Best Accuracy Score: 0.580514705882353
Corresponding min_samples_leaf: 22


In [47]:
dt_pipeline = Pipeline([
    ("preprocessing", ct),
    ("decision_tree", DecisionTreeClassifier(min_samples_leaf=22))
])

depth_values = [1,2,3,4,5,6,7,8,9,10]
depth_param = {
    'decision_tree__max_depth': depth_values
}

gscv = GridSearchCV(dt_pipeline, depth_param, cv=10, scoring='accuracy')
gscv.fit(X, y)
acc_scores = gscv.cv_results_['mean_test_score']
best_accuracy = np.max(acc_scores)
best_max_depth = gscv.best_params_['decision_tree__max_depth']
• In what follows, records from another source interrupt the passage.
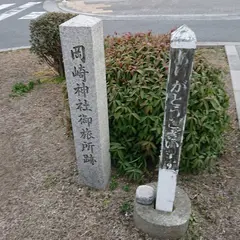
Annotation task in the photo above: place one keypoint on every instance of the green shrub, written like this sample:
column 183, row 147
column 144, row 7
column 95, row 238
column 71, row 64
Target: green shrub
column 136, row 71
column 45, row 39
column 136, row 68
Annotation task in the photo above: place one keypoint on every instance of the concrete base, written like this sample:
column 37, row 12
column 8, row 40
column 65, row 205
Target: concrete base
column 164, row 225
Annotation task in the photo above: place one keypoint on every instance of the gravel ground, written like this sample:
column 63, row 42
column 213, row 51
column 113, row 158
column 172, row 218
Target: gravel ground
column 39, row 194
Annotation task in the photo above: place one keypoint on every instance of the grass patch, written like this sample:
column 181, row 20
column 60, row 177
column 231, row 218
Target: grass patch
column 20, row 88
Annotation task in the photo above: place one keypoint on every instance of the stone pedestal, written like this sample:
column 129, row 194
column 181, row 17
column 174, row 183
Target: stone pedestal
column 164, row 225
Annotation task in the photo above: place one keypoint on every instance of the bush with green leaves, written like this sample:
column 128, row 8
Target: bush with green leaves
column 137, row 69
column 45, row 39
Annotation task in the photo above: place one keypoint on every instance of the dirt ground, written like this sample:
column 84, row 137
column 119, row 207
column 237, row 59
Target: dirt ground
column 39, row 194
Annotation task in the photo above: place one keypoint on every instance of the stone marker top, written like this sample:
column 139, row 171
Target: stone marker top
column 183, row 37
column 84, row 21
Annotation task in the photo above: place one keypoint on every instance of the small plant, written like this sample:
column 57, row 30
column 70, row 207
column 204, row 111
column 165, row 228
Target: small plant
column 126, row 188
column 126, row 207
column 45, row 39
column 20, row 88
column 113, row 184
column 137, row 71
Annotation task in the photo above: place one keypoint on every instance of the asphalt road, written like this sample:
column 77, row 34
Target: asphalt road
column 14, row 31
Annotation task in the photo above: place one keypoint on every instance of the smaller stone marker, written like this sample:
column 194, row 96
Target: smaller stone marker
column 145, row 195
column 183, row 45
column 84, row 62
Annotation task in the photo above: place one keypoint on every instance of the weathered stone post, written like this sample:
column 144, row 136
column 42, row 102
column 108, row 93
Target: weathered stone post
column 84, row 62
column 183, row 45
column 159, row 219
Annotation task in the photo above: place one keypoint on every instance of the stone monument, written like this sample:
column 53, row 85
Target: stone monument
column 168, row 216
column 84, row 62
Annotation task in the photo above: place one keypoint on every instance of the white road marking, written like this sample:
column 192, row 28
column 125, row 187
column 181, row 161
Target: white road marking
column 17, row 10
column 32, row 15
column 3, row 6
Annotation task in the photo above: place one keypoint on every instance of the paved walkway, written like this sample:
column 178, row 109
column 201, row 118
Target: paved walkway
column 169, row 8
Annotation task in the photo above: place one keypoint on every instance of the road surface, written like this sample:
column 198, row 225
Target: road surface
column 15, row 17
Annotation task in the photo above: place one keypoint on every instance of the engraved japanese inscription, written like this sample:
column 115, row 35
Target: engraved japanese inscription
column 176, row 107
column 83, row 106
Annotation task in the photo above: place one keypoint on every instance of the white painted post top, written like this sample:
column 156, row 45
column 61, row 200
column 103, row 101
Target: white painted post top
column 183, row 37
column 81, row 21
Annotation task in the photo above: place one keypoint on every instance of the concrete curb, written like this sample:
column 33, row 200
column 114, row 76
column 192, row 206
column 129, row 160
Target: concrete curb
column 195, row 17
column 199, row 44
column 53, row 6
column 14, row 49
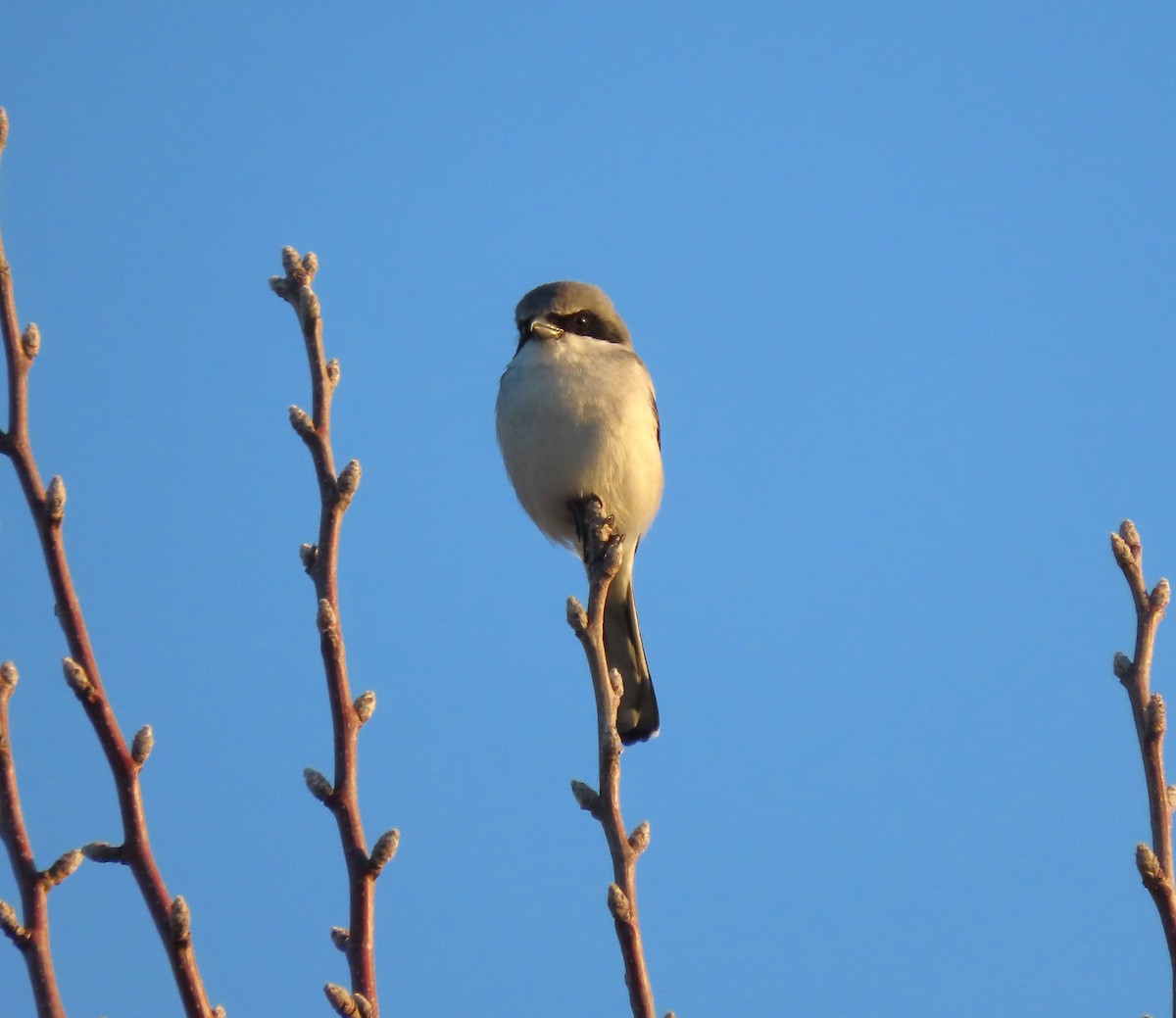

print("Best Accuracy Score:", best_accuracy)
print("Corresponding max_depth:", best_max_depth)

Best Accuracy Score: 0.5863970588235294
Corresponding max_depth: 3


In [48]:
dt_pipeline = Pipeline([
    ("preprocessing", ct),
    ("decision_tree", DecisionTreeClassifier(max_depth = 3, min_samples_leaf=22))
])

dt_pipeline_fitted = dt_pipeline.fit(X,y)
dt_accuracy = cross_val_score(dt_pipeline_fitted, X, y, cv=10, scoring='accuracy').mean()
print(f"DT Accuracy: {dt_accuracy}")

DT Accuracy: 0.5863970588235294


In [16]:
final_predictions = pd.DataFrame(
    {"id_num": test['id_num'],
    "political_affiliation_predicted": dt_pipeline_fitted.predict(test)}
)

Decision Tree resulted in 0.45783 accuracy for the final predictions

**Try SVM**

In [71]:
X = train.drop(['political_affiliation', 'Q14', 'Q6'], axis = 1)
y = train['political_affiliation']

In [72]:
svm_pipeline = Pipeline([
    ("preprocessing", ct),
    ("svm", SVC(kernel = 'poly'))])

c_values = [0.155,0.156,0.154]
c_param = {'svm__C': c_values}
gscv = GridSearchCV(svm_pipeline, c_param, cv = 10, scoring='accuracy')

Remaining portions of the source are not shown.